Definition
A vacuum tube display device in which a focused beam of electrons is fired from a cathode at one end and steered onto a phosphor-coated screen at the other end, producing a visible image where the beam strikes the phosphor. In aviation, CRTs were the original technology behind glass cockpit displays such as electronic flight instrument systems (EFIS) and engine indicating systems, before being replaced by flat-panel LCDs.
Plain English
A type of screen that creates a picture by shooting a beam of electrons at a coated piece of glass. It is the same technology used in old televisions and computer monitors, and it was used in the first generation of glass cockpit displays.
Context Anchor
Seen in older aircraft instruments, radar displays, and maintenance test equipment that use tube-style electronic screens instead of modern flat-panel displays.
Derivation
Cathode comes from the Greek kathodos, meaning 'a way down' — the cathode is the negative electrode that electrons stream away from.

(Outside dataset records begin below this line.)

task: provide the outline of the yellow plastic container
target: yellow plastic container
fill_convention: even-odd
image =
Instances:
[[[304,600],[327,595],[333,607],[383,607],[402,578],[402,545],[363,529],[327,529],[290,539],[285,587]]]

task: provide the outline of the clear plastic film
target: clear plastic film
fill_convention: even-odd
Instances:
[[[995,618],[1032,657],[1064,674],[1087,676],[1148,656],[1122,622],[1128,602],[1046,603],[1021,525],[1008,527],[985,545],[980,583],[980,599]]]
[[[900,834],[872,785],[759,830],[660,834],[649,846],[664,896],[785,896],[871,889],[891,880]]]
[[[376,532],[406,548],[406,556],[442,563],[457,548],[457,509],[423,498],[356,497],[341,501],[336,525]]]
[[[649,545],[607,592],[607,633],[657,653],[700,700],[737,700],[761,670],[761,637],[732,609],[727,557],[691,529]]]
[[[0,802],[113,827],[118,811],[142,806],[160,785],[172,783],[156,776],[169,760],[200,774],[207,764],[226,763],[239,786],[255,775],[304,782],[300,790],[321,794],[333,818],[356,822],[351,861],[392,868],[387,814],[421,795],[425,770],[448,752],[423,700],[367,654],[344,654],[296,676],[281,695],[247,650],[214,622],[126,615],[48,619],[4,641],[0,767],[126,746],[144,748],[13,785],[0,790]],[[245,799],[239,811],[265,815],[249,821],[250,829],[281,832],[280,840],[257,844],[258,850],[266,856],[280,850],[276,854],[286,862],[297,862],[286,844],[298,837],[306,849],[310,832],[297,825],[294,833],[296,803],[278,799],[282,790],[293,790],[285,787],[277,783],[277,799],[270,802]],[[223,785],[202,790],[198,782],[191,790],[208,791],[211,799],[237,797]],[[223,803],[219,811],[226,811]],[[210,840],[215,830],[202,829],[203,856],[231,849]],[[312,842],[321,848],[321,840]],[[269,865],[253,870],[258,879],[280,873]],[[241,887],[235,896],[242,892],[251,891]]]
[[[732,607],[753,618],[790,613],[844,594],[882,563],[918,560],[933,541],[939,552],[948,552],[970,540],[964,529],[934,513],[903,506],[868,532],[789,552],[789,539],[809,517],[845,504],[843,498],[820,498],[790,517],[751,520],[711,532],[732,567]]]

Ray refers to the focused beam of electrons. Tube refers to the sealed glass vacuum envelope the whole device is built inside. Together: a tube containing a downward-flowing ray of electrons fired from the cathode.
Why Pilots Care
Technicians need to recognise CRT-based displays because they have different power, cooling, and failure characteristics than modern LCD units. CRTs run hot, draw more power, and can dim or distort with age, which affects troubleshooting and replacement decisions.
Analogy
A CRT is a little like drawing on a dark wall with a moving point of light. The point moves very fast, and the glowing screen makes the picture appear.
Intuition Check
Do not think of a CRT as just the picture on the screen. The term means the tube-style display device that creates the picture.
Example Sentence 1
The technician replaced the failed CRT in the primary flight display with a modern LCD upgrade approved under the supplemental type certificate.
Example Sentence 2
Before LCD screens, many aircraft relied on CRT displays to show flight and engine data.